A bill introduced in the U.S. House of Representatives on Aug. 1 would require the Federal Communications Commission to take steps to ensure wireless mic operations would remain protected from harmful interference from new, unlicensed TV band white space devices.

The Wireless Microphone Users Interference Protection Act of 2013 (H.R. 2911), introduced by Rep. Bobby Rush (D-IL), would require the FCC to expand eligibility for Part 74 licenses to certain wireless mic users and set up two safe haven channels for wireless mic usage. The bill also would require the regulatory agency to give owners and operators of wireless mics access to TV band databases to protect wireless mic operation from interference.

The bill has garnered support from the broadcast industry, wireless mic manufacturers and the Broadway theatrical community.

In a letter supporting the congressman’s effort to protect wireless mic operation from interference, Gordon Smith, president and CEO of NAB, called the microphones “a vital component” in how local television stations serve their communities.

“Without safe haven protections for these operations, broadcasters may not be able to provide on-the-scene coverage of breaking news, emergency information, political events and other time-sensitive situations,” the letter said.

Shure, a major manufacturer of wireless microphones, echoed Smith’s praise and support for the bill. "Over the past 25 years or so, wireless microphones have become a critical component of professional sound production, whether it's a Sunday service in a megachurch or a nationally televised sporting event," said Sandy LaMantia, company president and CEO. "The audiences at these events expect and deserve clear, high-quality, reliable audio."

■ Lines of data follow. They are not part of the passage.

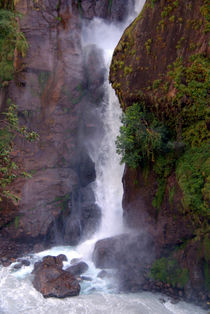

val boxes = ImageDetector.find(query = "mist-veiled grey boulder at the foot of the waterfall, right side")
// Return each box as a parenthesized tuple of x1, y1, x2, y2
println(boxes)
(93, 232, 155, 291)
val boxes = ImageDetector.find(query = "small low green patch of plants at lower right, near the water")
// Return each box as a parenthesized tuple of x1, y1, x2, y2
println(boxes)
(150, 257, 189, 288)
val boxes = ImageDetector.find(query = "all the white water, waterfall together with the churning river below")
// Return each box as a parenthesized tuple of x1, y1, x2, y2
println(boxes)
(0, 0, 206, 314)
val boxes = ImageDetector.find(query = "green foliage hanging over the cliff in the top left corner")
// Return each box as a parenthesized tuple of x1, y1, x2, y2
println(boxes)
(0, 0, 28, 86)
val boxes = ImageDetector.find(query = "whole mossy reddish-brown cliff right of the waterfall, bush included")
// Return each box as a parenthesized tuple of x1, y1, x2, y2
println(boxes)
(110, 0, 210, 300)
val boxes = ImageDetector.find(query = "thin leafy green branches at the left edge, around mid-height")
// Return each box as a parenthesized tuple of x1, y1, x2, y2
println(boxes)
(0, 100, 38, 202)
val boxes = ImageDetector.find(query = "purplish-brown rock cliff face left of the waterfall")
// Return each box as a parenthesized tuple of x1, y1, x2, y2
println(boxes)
(0, 0, 129, 256)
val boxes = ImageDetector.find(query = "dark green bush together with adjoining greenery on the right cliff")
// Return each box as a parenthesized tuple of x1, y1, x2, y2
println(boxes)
(116, 55, 210, 220)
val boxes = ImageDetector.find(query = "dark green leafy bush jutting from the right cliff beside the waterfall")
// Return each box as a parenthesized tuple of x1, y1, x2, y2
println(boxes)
(116, 104, 166, 168)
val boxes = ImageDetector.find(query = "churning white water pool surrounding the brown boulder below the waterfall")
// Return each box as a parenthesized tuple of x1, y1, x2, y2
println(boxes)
(0, 247, 206, 314)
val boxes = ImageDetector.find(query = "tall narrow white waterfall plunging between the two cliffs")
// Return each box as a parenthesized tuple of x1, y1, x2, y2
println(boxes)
(81, 18, 124, 239)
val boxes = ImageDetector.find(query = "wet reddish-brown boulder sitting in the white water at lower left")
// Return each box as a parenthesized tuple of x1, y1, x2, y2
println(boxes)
(33, 256, 80, 298)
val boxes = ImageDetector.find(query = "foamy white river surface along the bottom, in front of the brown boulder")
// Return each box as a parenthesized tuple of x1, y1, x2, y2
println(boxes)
(0, 262, 207, 314)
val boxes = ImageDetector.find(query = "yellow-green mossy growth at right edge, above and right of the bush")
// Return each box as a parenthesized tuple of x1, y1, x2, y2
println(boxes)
(166, 55, 210, 147)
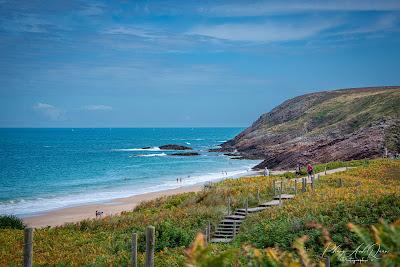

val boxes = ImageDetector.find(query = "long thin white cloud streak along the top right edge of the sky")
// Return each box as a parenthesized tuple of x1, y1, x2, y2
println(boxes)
(205, 0, 400, 17)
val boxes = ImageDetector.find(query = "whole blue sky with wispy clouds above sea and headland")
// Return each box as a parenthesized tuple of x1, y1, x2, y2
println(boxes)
(0, 0, 400, 127)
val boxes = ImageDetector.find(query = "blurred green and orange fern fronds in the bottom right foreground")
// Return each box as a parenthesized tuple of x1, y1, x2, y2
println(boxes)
(187, 220, 400, 267)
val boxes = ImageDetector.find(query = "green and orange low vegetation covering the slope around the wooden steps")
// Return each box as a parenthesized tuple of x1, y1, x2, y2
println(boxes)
(0, 159, 400, 266)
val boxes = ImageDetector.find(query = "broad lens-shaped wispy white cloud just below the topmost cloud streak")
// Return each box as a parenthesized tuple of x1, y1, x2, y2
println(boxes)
(189, 21, 338, 43)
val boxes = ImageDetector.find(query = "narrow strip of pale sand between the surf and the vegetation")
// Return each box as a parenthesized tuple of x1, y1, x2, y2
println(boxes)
(22, 171, 260, 228)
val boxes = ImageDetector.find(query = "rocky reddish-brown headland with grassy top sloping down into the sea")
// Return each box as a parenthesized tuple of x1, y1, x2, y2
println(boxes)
(221, 86, 400, 169)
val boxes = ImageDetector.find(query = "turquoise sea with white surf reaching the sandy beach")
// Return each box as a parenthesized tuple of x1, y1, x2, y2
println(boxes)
(0, 128, 257, 216)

Theatre Communications Group, a national theater organization, also expressed support for the bill. “We are pleased to partner with Congressman Rush as well as our fellow theater service organizations A.R.T./New York and the Broadway League to protect the use of wireless microphones,” said Teresa Eyring, TCG executive director. Eyring added that wireless mic protection is essential to the safety and quality of performances “so that theaters may continue contributing to the cultural and economic vitality of the communities they serve.”

The Federal Communication Commission is in the midst of implementing its incentive auction process to recoup TV spectrum to provide more spectrum to wireless providers for mobile broadband access. The process will include a repacking of full-power TV stations into less spectrum and likely less UHF channel availability for wireless mic use.